Ich habe daran zunehmend mehr Interesse. Ich bin in Deutschland aufgewachsen, in einer baden-württembergischen Kleinstadt, ohne andere Asiaten weit und breit. Ich fühle mich sehr deutsch und wusste lange Zeit gar nicht so richtig, was die vietnamesische Kultur überhaupt ist. Ich kannte als Vietnamesen ja nur meine Eltern. Für mich hat das nie so eine Bedeutung gehabt, ich kann Patriotismus generell nicht so nachvollziehen. Aber mit der Zeit habe ich mich zunehmend für das Land interessiert, als ich verstanden habe, was vietnamesische Kultur eigentlich ist, was ich von meinen Eltern mitbekommen habe und nun an meine eigenen Kinder weitergebe.
Was denn zum Beispiel?
Werte, aber auch Essen. Wir haben in der Familie ein lustiges Fusionsgericht. Man schneidet Nürnberger Bratwürstchen klein, wälzt sie in Zucker und Knoblauchpulver, das brät man an und serviert es mit Duftreis. Superlecker. Das habe ich früher geliebt und muss es jetzt oft für meine Kinder machen, weil sie es auch lieben.

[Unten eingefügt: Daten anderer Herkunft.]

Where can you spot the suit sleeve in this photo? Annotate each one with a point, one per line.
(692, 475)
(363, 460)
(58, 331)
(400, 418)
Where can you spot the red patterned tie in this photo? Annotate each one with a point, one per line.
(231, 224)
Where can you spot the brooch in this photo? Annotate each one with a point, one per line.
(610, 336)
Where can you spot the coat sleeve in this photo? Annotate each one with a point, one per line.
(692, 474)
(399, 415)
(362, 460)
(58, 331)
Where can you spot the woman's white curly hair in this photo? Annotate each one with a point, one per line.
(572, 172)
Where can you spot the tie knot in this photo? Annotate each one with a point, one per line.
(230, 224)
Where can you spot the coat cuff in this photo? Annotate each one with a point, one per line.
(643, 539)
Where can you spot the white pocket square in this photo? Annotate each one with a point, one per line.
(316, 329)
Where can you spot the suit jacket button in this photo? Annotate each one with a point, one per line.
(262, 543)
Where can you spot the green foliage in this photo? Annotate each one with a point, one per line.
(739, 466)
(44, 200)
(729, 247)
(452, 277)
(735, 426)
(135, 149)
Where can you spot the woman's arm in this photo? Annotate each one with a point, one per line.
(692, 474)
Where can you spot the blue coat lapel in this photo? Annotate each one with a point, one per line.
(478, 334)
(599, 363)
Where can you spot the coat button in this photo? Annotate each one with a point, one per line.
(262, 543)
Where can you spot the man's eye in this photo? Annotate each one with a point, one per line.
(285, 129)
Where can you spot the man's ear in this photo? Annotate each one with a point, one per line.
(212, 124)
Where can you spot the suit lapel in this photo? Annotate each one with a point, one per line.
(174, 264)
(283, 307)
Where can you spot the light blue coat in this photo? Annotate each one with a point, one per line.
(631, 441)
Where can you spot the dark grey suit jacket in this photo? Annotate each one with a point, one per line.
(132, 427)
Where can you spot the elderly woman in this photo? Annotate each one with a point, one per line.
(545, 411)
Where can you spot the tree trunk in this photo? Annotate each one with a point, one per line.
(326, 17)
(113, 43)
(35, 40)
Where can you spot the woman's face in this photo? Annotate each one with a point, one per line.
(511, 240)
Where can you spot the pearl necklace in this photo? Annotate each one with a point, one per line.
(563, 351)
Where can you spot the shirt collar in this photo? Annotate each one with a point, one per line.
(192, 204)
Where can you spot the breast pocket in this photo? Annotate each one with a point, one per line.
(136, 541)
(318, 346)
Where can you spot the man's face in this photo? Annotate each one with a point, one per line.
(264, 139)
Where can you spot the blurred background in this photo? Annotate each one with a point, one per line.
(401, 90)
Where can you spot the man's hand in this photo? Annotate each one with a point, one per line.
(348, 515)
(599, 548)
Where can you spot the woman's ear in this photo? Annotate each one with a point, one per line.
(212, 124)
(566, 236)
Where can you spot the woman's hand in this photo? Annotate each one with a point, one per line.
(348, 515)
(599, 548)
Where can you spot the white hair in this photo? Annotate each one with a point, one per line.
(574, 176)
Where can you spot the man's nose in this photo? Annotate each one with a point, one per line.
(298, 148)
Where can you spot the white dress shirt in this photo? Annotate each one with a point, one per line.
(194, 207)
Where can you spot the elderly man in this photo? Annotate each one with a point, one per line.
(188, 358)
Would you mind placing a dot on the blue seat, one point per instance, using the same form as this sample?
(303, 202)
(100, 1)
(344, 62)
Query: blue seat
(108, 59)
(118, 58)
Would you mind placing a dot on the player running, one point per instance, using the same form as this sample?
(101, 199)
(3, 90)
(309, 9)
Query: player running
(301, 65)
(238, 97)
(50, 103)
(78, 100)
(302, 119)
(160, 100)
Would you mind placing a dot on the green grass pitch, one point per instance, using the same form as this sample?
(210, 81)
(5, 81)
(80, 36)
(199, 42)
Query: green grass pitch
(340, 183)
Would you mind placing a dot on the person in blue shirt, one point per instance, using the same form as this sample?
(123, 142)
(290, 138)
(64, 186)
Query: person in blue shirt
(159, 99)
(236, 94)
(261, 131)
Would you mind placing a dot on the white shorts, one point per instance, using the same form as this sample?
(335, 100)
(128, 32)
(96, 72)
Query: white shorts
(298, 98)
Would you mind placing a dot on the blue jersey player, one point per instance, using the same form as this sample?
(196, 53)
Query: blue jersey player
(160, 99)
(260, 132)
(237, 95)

Sprechen Sie fließend Vietnamesisch?
Ich spreche chaotisch Vietnamesisch. Was das passive Verstehen angeht, bin ich auf Muttersprachen-Niveau. Aber im aktiven Sprechen bin ich ein bisschen hölzern, musste ich leider feststellen. Aber die Reise war wunderschön, und ich freue mich schon, den Film gemeinsam mit meinen Eltern und Kindern zu sehen.
Zur Person
Mai Thi Nguyen-Kim kam 1987 in Heppenheim als Tochter eines Chemikers zur Welt, sie studierte Chemie und startete mit ihrem eigenen YouTube-Kanal über wissenschaftliche Themen durch. In der Corona-Pandemie wurde Nguyen-Kim zur vielgefragten Expertin in den Medien. Drei Jahre lang präsentierte sie im WDR die Sendung „Quarks“, 2021 wechselte sie als Moderatorin zum ZDF. Neben Wissenschaftsbüchern wie dem Bestseller „Die kleinste gemeinsame Wirklichkeit“ hat die Chemikerin schon mehrere Sachbücher für Kinder veröffentlicht. Mai Thi Nguyen-Kim lebt mit ihrem Ehemann und ihren zwei Töchtern in Frankfurt am Main.
Termine
„Nicht nachmachen“ läuft ab Dienstag, 30. Dezember, in der ZDF-Mediathek und ab Mittwoch, 31. Dezember, 20.15 Uhr, auf ZDFneo.